Effective charitable planning requires the collaboration of a diverse set of private client advisors-from wealth managers to accountants to estate planning attorneys. A key element of the client-centered team is the philanthropic advisor-a professional with specialized knowledge of the nonprofit sector that can help colleagues to navigate the philanthropic landscape.

Four:  Comparative Information on Charitable Giving Vehicles

Often, advisors fall into the pattern of recommending those giving vehicles with which they have most familiarity. Yet different types of donors are best served by different types of giving vehicles. Be sure to research the benefits and limitations of all the options so that you can discuss and ultimately recommend the vehicle most suited to your clients' needs.

Five:  Leveraging Charitable Lead And Remainder Trusts

Charitable Remainder and Charitable Lead Trusts provide a means by which clients can transfer wealth in a tax efficient way to both charitable and non-charitable beneficiaries.

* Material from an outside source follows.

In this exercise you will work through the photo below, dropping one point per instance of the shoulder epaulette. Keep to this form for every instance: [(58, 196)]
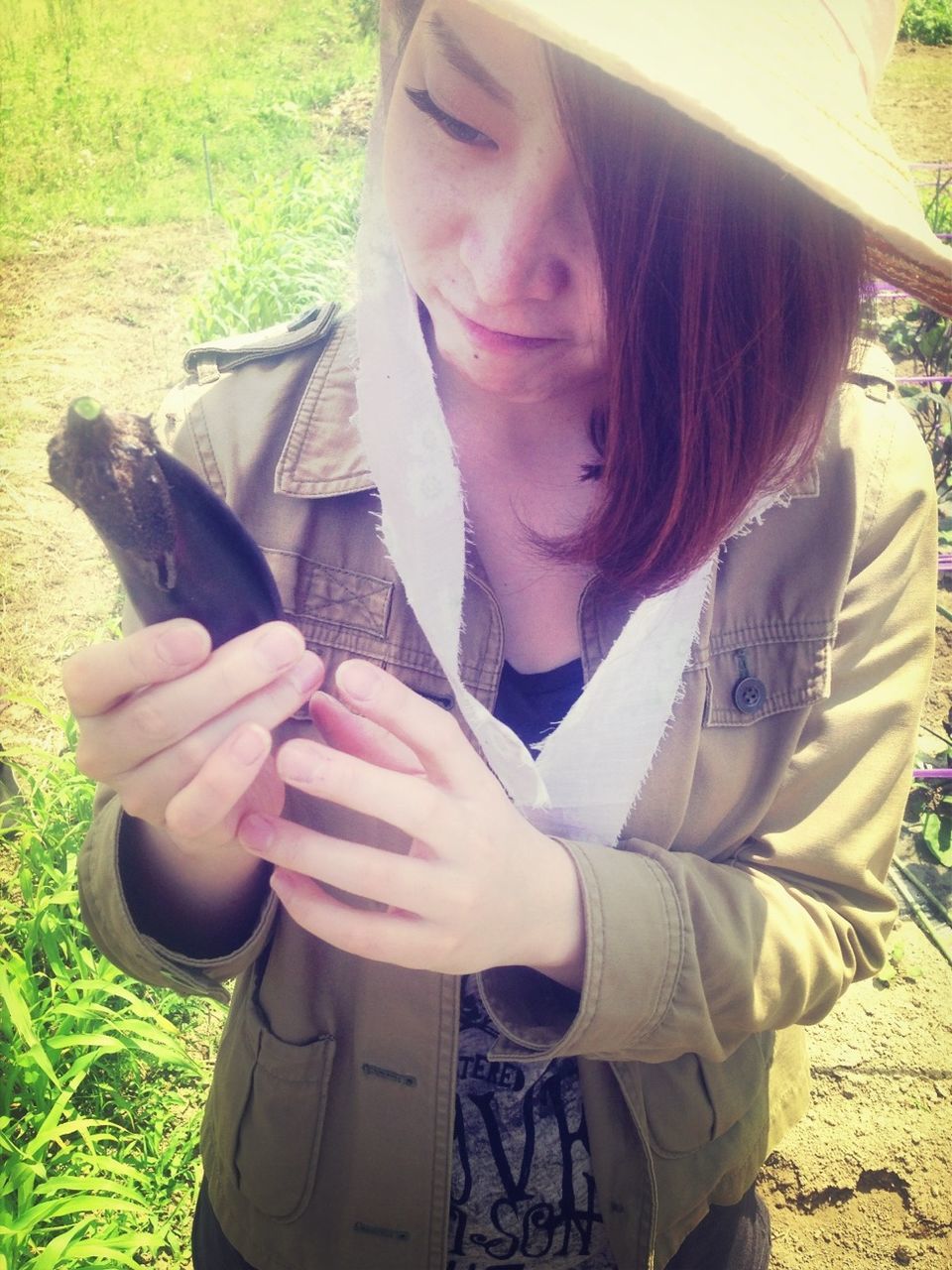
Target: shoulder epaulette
[(211, 359), (873, 370)]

Six:  Financial/Estate/Tax Planning Considerations For Non-Cash Asset Contributions

By donating non-cash assets such as appreciated securities, artwork or real estate, clients can support the causes they care about while preserving cash and generating income tax benefits. However, donating illiquid assets takes a bit more planning than traditional cash giving. It is therefore paramount that advisors are well versed in the benefits, limitations and processes associated with gifting these types of assets.

Seven:  Engaging The Next Generation

A recent survey of multi-family offices by New Philanthropy Capital found that 85 percent of families with children either discuss or actively involve their children in philanthropy, and 60 percent of these families would find philanthropy advice useful in doing so.

Therefore, it is important for advisors to be aware of various strategies for bringing children and grandchildren into the planning process, including:
    Providing opportunities for experiential learning. For example, you might encourage clients to set aside a pool of discretionary funds over which the next generation has spending authority.
    Encourage grandparents to write letters describing the motivations behind their philanthropy and laying out the goals they hope to achieve with their charitable investments. Letters such as these can foster meaningful dialogue across generations and help guide the continuation of family philanthropy.